- Outfielder
- Born: November 8, 1967 (age 58) San Diego, California, U.S.
- Batted: LeftThrew: Left

Professional debut
- MLB: July 28, 1989, for the Houston Astros
- NPB: July 14, 1998, for the Yakult Swallows

Last appearance
- MLB: September 27, 1997, for the Los Angeles Dodgers
- NPB: October 9, 1998, for the Yakult Swallows

MLB statistics
- Batting average: .231
- Home runs: 78
- Runs batted in: 269

NPB statistics
- Batting average: .245
- Home runs: 12
- Runs batted in: 31
- Stats at Baseball Reference

Teams
- Houston Astros (1989–1993); Seattle Mariners (1994); Cincinnati Reds (1995–1996); Colorado Rockies (1996); Los Angeles Dodgers (1997); Yakult Swallows (1998);

= Eric Anthony =

American baseball player (born 1967)

Eric Todd Anthony (born November 8, 1967) is an American former professional baseball outfielder who played in Major League Baseball (MLB) for the Houston Astros, Seattle Mariners, Cincinnati Reds, Colorado Rockies and Los Angeles Dodgers.

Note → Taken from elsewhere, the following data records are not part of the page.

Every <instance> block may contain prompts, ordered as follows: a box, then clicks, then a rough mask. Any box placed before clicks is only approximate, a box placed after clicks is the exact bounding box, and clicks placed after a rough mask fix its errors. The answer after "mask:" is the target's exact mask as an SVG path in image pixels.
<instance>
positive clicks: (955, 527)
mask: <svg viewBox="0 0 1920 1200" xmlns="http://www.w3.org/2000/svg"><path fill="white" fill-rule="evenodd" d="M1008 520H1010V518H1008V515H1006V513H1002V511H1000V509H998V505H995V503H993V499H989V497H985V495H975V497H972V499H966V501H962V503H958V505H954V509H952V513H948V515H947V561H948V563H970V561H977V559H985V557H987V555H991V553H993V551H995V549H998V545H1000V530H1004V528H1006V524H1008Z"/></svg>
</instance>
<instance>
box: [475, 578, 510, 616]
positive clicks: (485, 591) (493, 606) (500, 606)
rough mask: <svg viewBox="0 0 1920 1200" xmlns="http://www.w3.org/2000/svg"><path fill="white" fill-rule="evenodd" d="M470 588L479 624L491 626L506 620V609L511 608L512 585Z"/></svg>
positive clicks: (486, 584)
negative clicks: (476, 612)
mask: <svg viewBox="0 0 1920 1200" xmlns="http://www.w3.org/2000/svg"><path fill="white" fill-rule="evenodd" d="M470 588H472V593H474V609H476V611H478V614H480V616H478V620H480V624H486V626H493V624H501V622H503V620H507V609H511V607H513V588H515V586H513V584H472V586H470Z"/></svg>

He also played in Nippon Professional Baseball (NPB) for the Yakult Swallows.

Drafted by the Astros in the 34th round of the 1986 MLB amateur draft, Anthony would make his Major League Baseball debut with them on July 28, 1989, and appear in his final game, for the Dodgers, on September 27, 1997.

==High school==
In 1986, Anthony was an 18-year-old Sharpstown High School dropout working on an assembly line at a Houston plastics company. He talked his way into an Astros tryout in 1986 and impressed scouts with his power, stunning them during batting practice by hitting a series of home runs that landed well beyond 400 feet from home plate. Subsequently, he was drafted by the Astros in the 34th round of the 1986 MLB amateur draft.

==Professional career==

===Minor Leagues===
In the minor leagues, he tore through Single-A and Double-A pitching, building his reputation for prodigious home runs. His feast or famine plate approach had him averaging 30 home runs per season (along with an alarming 120 strikeouts per year). In 1989, Anthony led all minor-leaguers with 31 home runs and was the Southern League Most Valuable Player for the Columbus Mudcats. In desperate need of power-hitters, with only first baseman Glenn Davis hitting more than 13 home runs for the team that season, the Astros took a gamble and called Anthony up to the majors from Double-A in late July 1989.

===Major Leagues===
Anthony's first major league hit came in his second game as an Astro. The home run, a 414-foot shot off the San Francisco Giants' Rick Reuschel, easily cleared the Astrodome fences. Later that game, he just missed another home run on an opposite-field shot that caromed off the top of the wall for a double.

The following season, Anthony electrified fans in the Astrodome in a game against the Chicago Cubs by launching a home run into the right field upper deck—the first Astro ever to put a home run there and the first player to do so since 1970. The pitch traveled an estimated 440 feet and the seat where the ball landed was commemorated with a star. For his first three seasons in the big leagues, Anthony shuttled between Triple-A Tucson and Houston, dominating minor-league pitching but never managing to hit over .200 at the MLB level.

Anthony's best season in the majors came in 1992, when he became a starter in the Astros outfield and slugged 19 home runs along with 80 RBIs. He followed that with a 15 HR, 66 RBI performance in 1993, and although he improved his batting average 10 points to .249 that season, he was dealt to the Seattle Mariners in the offseason for young lefthanded pitcher Mike Hampton. This trade has since been considered to be lopsided in favor of the Astros as Anthony would be released by the Mariners by the end of 1994 while Hampton became one of the Astros best pitchers.

On April 4, 1994, Anthony hit the first home run at Cleveland's Jacobs Field.

Anthony played as a reserve outfielder for the Mariners, Reds, Rockies, and Dodgers, playing his final major league game for Los Angeles in 1997.

===Post-MLB===
Anthony played the 1998 season for the Japanese League Yakult Swallows in 1998. After his time in Japan, Anthony returned to the Dodgers organization, playing for AAA Albuquerque in both 1998 and 1999. Although he hit over .300 both seasons, injuries prevented him from receiving another major league call-up. Anthony played four games for Somerset in the independent leagues in 2000 and seven games for Monterrey in the Mexican League in 2001 before retiring.

==Personal life==
Anthony discovered in 2017, as a result of a DNA test, that his biological father was former MLB All-Star Willie Davis.